The meeting officially will begin at 7 p.m. at the Balas Administration Building to allow for a 5:30 p.m. closed, executive session for Superintendent Patricia Green's mid-year review.
Melanie Maxwell | AnnArbor.com file photo
Green received a positive evaluation last June that congratulated her on her successful first year at AAPS. The Ann Arbor school board traditionally issues a public statement following the formal review, but the informal mid-year reviews take place entirely in closed session.
Prior to Green's formal evaluation in 2012, there was much discussion about how the board should proceed with the evaluation process in light of new state requirements. The board will take up this conversation again on Wednesday.
In July 2011, Gov. Rick Snyder signed into law Public Act 102, part of a package of bills known as Michigan's teacher tenure reform law or the Revised School Code. The Michigan Council on Educator Effectiveness immediately was established and tasked with developing a statewide teacher evaluation system.
And while clarity on teacher evaluations from the state and the MCEE has started to trickle down to the local level, school boards still are left with little guidance on how to judge the performance of their sole employee: the superintendent.
Starting in the 2013-14 academic year, 25 percent of superintendents' effectiveness ratings must be based on student growth data. Student attendance rates also must be factored into their ratings. There also has been some initial speculation that the state might require a written ratings system or evaluation for superintendents, similar to what is required of teachers.
Currently, the Ann Arbor school board does not fill out or retain any documents to evaluate its superintendent. Some trustees may write notes or fill out a mock survey or sample evaluation form to help guide them through the group discussion on the superintendent's performance, but the district does not retain these notes. The board produces a summation statement at the close of the evaluation discussion that is then released to the media and put in the superintendent's personnel file.
Vice President Christine Stead is leading the superintendent evaluation discussion for the Ann Arbor board.
The big question to consider this year will be which metrics and data to use to gauge student growth, Stead said. She added the superintendent obviously influences student achievement growth differently than a teacher does.
"We need to think hard about what is going to be the most meaningful way to look at the data we have for the superintendent, and how we would like to have that data rolled up — whether it would be by building, or MEAP scores district-wide, all of our desegregated (student population) subgroups by grade level ," Stead said. "There are a lot of options but it's about picking a good set of what we think reasonable measures are for the superintendent."
She said there also are a number of other measures that could be of interest to the board that go beyond student achievement, for example: student discipline data or decisions made regarding the hiring and firing of key staff.

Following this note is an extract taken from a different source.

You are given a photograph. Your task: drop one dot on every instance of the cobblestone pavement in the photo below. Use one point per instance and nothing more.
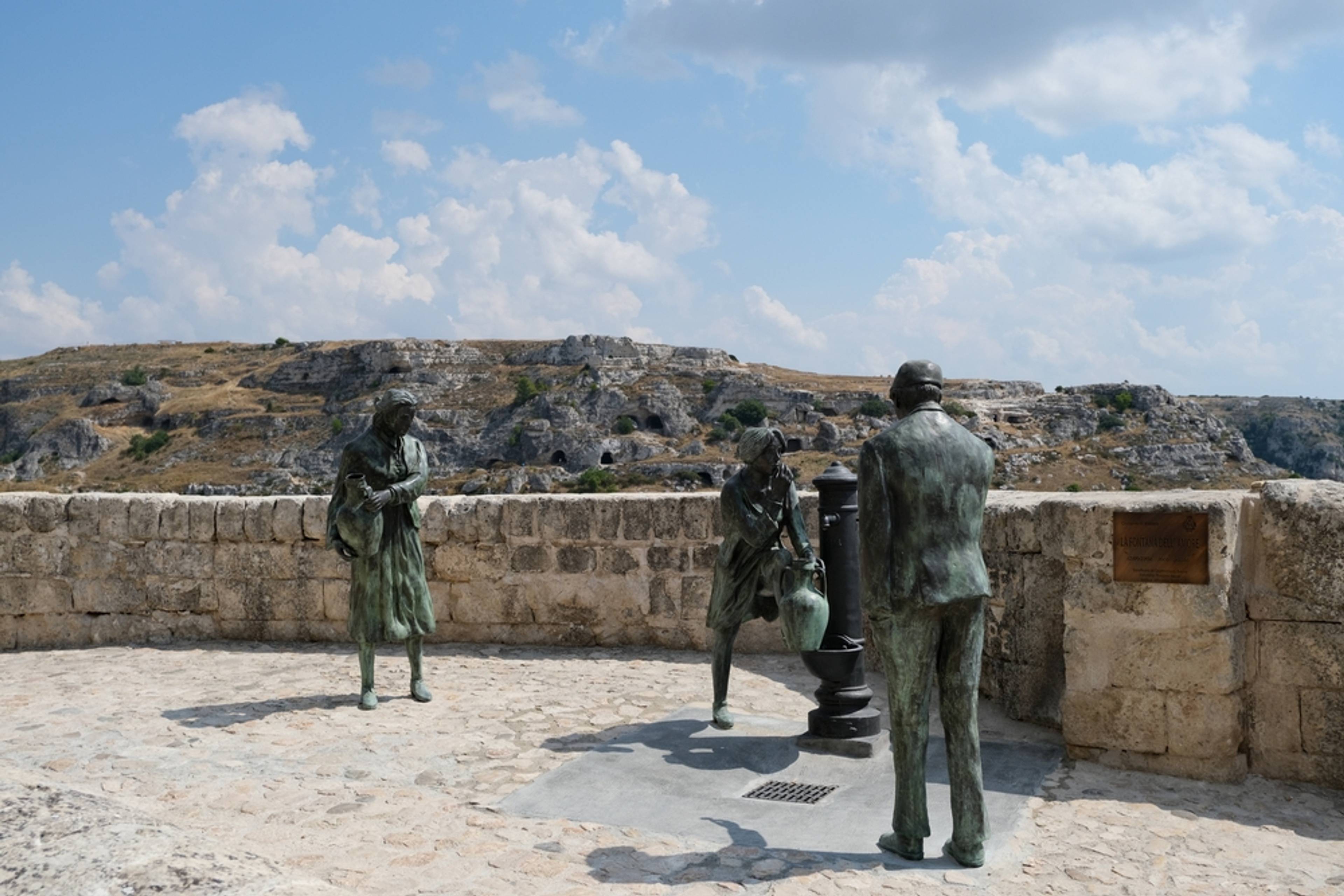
(229, 760)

Mexicotte said the board is going to attempt to do this in anticipation of what it could be asked to do in the future by the state.
"But we're going to do it proactively, since the state has not been forthcoming in timely fashion," she said.
The board not only will need to identify the set measurements it would like to use when conducting the superintendent's performance review, but it also will need to establish guidelines for what to do if the superintendent does progress on her goals and missions.
Last year, there was a lengthy discussion on how to include public opinion in the evaluation process. A few board members talked about surveying all of the Ann Arbor Public Schools' parents to give them the opportunity to provide feedback for the board on how they perceive the superintendent is doing.
"I think there are mixed opinions on the board about the value of that — is it a good use of people's time, not just our own. But I expect it probably will be brought up again," Stead said.
Mexicotte said some members of the board struggle with the confidentiality and anonymity pieces of polling or surveying the public and not knowing whether the survey respondent has interacted with the superintendent in a meaningful way. She said the question then becomes is it simply interesting to have this information, or is it useful to the board's decision making?
"Personally, I will have that in mind as I enter Wednesday's conversation (about the evaluation process)," Mexicotte said.